Quando comecei a acompanhar de perto o contencioso - primeiro como estagiário na magistratura, depois ao lado de empresas e empreendedores – percebi um padrão que se repete até hoje: boa parte dos litígios não nasce de uma grande tese jurídica, mas de algo muito básico que ficou pelo caminho.

Muitas vezes, o problema não é a falta de cláusula sofisticada, mas a ausência do elementar: um documento bem assinado

No papel, no cartório ou, hoje, no digital, a verdade é que ainda existe um abismo entre o que as partes dizem ter combinado e aquilo que conseguem provar. E, em 2025/2026, esse abismo tem um nome que merece mais atenção: risco jurídico sem assinatura digital.

Neste artigo, quero olhar para esse risco com lente prática: o que ele significa na vida real, por que a transformação digital dos contratos ainda não chegou a muita gente e qual é o papel da assinatura eletrônica (e da tecnologia) para reduzir, de verdade, a chance de um “depois a gente formaliza” acabar na pauta do juiz.

1. O que chamo de “risco jurídico sem assinatura digital”

Chamo de risco jurídico sem assinatura digital a situação em que um negócio existe de fato - há prestação de serviços, entrega de produtos, pagamento, troca de mensagens - mas não há um instrumento assinado com força probatória robusta, seja física ou eletrônica.

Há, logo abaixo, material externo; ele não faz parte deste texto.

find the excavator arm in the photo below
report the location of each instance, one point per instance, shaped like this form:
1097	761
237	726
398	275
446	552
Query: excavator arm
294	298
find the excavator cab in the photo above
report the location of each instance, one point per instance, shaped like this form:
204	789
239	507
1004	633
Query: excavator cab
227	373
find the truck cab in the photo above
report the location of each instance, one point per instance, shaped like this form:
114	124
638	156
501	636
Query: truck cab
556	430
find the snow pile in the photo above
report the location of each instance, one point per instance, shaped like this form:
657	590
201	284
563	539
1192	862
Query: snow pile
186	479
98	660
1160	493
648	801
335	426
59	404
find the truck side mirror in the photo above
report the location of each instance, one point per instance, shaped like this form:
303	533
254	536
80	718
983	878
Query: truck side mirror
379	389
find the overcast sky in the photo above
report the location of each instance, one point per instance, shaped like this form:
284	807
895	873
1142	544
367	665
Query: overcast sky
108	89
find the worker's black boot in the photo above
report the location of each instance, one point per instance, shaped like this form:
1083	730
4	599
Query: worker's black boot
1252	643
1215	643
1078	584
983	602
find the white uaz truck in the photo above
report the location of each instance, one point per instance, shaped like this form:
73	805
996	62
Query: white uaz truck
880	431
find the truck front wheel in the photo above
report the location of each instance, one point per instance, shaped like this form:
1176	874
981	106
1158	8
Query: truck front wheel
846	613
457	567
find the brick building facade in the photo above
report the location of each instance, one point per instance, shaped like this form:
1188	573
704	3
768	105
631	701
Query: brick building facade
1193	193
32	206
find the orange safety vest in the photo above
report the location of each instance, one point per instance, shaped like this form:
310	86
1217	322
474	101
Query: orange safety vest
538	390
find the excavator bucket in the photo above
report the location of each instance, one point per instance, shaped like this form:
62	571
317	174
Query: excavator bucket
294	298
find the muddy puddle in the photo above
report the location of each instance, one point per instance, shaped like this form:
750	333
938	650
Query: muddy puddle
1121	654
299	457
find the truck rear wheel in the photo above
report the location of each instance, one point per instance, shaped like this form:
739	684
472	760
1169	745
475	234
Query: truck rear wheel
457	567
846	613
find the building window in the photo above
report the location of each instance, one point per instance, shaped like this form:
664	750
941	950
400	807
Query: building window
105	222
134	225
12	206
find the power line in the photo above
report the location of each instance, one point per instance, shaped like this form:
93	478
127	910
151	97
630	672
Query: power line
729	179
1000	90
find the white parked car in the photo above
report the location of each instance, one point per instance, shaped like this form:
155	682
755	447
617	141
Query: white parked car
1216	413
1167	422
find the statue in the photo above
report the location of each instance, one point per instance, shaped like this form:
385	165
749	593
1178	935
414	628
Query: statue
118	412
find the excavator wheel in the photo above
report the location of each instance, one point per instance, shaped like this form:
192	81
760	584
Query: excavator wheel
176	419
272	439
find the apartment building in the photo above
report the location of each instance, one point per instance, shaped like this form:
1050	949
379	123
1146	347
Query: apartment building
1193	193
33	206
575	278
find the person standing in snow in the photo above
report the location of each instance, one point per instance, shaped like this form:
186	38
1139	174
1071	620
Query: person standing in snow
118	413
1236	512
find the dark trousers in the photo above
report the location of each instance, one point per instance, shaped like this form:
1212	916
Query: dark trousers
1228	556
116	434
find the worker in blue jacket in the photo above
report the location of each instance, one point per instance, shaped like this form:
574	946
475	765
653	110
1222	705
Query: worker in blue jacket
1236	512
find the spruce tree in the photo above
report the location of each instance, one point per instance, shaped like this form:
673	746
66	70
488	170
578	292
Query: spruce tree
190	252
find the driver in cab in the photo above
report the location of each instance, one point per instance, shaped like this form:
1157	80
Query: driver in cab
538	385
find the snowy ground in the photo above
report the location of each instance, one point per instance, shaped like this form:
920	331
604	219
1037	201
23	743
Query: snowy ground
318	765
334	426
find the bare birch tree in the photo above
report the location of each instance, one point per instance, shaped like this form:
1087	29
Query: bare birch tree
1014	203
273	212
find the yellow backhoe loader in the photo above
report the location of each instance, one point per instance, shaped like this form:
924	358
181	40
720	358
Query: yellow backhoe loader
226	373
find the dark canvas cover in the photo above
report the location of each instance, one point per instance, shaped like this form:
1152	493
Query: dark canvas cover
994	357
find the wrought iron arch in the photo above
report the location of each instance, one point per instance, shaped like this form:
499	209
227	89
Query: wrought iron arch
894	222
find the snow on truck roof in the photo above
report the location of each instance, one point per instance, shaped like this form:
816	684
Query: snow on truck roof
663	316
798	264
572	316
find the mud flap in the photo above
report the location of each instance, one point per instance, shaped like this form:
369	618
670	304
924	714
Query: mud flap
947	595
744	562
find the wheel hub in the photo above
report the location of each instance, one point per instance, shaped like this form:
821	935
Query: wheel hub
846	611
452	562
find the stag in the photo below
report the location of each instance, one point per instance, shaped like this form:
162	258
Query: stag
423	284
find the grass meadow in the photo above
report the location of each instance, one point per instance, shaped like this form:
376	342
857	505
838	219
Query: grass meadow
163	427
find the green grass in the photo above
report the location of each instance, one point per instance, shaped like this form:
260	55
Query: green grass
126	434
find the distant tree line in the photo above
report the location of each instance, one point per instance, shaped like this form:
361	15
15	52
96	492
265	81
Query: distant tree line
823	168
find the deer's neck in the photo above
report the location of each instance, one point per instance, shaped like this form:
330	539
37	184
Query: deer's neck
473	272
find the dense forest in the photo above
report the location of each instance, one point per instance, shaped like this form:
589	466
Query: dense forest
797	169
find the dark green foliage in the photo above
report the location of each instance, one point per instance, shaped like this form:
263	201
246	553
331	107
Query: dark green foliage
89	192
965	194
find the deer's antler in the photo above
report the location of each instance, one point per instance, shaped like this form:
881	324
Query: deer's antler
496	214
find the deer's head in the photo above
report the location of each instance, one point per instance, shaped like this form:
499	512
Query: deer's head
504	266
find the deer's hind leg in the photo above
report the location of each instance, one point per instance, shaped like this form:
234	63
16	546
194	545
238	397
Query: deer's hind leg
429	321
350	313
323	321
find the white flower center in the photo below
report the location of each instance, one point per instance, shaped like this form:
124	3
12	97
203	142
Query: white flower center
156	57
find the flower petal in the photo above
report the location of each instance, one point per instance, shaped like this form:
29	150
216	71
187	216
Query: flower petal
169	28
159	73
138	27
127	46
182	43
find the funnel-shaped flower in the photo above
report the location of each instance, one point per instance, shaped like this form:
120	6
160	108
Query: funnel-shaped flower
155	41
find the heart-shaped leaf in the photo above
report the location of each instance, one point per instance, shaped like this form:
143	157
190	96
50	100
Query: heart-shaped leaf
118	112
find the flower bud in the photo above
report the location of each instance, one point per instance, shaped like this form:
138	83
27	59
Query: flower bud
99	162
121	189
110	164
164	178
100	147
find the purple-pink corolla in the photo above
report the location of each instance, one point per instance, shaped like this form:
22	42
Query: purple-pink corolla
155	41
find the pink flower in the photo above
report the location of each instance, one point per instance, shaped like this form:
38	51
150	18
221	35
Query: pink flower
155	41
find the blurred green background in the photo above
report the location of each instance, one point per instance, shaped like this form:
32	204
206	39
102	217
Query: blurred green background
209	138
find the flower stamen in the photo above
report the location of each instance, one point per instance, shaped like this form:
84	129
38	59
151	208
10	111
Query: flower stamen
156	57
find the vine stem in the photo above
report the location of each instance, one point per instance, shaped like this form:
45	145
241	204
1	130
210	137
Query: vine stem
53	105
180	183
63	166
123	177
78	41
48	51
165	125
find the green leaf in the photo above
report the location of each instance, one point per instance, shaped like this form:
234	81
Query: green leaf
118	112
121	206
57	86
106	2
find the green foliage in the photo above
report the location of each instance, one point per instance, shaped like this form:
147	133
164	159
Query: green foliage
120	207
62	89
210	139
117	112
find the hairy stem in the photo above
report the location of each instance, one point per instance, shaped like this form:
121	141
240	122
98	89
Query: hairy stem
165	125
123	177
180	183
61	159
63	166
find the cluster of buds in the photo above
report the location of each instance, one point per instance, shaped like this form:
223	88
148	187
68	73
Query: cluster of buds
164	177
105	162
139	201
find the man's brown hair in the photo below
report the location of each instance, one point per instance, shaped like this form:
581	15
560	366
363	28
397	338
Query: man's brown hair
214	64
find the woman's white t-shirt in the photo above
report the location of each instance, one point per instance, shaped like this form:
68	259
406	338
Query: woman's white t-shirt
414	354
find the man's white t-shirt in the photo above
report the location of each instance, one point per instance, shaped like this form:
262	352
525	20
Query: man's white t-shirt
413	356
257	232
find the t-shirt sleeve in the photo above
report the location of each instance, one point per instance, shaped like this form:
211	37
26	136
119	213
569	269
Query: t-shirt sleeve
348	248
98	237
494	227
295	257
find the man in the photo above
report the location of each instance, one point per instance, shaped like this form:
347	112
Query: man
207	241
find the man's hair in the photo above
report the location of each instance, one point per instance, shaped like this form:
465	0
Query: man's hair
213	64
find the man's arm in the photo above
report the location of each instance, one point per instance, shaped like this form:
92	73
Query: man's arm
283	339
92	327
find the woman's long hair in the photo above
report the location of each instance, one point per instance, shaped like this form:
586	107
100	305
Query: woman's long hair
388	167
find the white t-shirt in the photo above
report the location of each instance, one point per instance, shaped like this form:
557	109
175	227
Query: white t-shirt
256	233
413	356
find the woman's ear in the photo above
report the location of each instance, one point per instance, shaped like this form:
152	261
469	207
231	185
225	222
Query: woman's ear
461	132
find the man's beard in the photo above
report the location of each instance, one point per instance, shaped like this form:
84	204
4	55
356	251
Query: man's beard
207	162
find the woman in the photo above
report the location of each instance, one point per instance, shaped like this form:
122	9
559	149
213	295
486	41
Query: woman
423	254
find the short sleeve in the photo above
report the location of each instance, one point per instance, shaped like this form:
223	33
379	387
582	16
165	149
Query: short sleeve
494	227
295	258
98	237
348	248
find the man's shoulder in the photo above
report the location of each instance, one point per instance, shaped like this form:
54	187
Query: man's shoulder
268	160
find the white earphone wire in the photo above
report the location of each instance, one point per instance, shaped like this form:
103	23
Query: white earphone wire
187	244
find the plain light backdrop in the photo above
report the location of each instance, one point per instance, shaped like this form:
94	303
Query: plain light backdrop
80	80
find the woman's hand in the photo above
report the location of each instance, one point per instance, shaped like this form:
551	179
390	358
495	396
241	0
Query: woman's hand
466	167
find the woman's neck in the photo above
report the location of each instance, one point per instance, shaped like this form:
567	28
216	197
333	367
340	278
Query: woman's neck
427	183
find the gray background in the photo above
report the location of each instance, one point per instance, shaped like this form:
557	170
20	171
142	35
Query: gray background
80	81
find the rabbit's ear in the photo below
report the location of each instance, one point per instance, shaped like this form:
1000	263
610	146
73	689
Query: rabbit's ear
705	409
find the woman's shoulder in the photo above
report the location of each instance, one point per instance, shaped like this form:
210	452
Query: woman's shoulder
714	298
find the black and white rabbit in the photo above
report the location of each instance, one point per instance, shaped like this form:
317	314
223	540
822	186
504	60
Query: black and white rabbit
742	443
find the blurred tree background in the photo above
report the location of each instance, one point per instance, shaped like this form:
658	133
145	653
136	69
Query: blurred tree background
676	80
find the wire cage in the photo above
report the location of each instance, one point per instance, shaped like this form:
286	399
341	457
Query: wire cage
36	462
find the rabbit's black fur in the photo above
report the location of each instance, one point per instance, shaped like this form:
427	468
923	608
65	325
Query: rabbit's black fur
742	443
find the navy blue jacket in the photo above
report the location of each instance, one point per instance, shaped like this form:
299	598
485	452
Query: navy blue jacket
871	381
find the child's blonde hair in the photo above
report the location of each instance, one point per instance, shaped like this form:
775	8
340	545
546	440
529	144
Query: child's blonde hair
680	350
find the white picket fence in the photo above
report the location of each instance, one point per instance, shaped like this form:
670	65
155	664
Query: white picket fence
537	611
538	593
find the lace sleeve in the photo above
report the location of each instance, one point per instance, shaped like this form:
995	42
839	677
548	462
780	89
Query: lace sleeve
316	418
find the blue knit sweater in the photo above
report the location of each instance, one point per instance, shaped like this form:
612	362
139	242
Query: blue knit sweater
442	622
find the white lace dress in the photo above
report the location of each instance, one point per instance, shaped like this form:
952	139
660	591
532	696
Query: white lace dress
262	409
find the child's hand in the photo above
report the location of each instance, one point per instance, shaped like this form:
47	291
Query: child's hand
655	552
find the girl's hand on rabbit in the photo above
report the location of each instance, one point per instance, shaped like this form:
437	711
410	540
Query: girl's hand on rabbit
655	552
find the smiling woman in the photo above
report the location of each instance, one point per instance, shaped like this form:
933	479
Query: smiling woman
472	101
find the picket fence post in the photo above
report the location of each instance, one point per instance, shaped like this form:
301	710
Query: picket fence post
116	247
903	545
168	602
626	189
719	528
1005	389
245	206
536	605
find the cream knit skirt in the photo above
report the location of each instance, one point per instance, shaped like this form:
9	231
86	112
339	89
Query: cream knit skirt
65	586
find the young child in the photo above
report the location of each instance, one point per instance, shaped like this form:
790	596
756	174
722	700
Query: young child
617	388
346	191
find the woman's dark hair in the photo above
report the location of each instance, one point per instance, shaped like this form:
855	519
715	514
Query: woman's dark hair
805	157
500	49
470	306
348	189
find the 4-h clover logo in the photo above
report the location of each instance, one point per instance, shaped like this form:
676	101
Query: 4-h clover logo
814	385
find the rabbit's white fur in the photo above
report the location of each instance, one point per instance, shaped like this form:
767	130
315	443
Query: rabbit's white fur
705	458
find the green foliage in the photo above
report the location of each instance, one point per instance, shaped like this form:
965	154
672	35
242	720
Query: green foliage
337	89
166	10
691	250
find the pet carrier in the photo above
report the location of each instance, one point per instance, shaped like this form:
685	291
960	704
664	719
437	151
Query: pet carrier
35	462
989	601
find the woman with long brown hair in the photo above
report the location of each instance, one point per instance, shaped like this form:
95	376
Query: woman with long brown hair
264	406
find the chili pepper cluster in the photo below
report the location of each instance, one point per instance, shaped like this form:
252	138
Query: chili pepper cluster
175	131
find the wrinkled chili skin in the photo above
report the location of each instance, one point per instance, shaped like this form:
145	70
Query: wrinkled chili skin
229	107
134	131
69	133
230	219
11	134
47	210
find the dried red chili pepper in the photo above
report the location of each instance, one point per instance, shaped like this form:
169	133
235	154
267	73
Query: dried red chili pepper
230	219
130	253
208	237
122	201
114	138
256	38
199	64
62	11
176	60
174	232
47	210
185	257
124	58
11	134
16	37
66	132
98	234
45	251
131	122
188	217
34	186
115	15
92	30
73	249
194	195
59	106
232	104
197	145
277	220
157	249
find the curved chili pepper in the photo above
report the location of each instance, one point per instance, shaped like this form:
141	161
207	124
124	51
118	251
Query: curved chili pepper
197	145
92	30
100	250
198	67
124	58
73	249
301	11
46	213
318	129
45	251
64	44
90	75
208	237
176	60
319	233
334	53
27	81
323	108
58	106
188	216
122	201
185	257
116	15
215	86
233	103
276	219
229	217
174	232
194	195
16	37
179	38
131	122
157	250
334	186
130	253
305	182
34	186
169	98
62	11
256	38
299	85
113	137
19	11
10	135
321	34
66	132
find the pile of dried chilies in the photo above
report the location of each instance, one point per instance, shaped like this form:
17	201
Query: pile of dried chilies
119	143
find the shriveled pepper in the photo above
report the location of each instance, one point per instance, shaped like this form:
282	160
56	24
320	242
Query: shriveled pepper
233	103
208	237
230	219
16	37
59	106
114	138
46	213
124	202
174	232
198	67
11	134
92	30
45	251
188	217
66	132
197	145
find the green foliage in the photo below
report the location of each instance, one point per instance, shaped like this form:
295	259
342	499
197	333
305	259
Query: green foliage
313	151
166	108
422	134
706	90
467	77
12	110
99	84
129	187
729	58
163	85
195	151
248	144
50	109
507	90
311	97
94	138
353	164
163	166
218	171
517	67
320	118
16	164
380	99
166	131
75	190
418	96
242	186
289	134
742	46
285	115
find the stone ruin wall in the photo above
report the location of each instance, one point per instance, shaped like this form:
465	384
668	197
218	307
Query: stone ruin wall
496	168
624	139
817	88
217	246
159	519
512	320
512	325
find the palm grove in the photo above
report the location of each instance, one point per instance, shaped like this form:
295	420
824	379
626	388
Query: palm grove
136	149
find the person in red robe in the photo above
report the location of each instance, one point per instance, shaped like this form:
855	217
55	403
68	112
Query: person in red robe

É o contrato “de boca”, o acordo por WhatsApp, o e-mail com “ok, pode seguir” que nunca foi transformado em documento assinado com trilha minimamente confiável. Do ponto de vista probatório, isso significa:

  • dificuldade para comprovar quem aderiu àquele combinado;
  • dúvidas sobre qual versão do documento vale (especialmente em contratos que mudam por anexos, aditivos e PDFs reenviados);
  • fragilidade para demonstrar tempo e modo do consentimento (quando, em que condições, com quais limite
  • plataforma de assinatura que não segue a legislação brasileira, tanto do ponto de vista técnico quanto jurídico. 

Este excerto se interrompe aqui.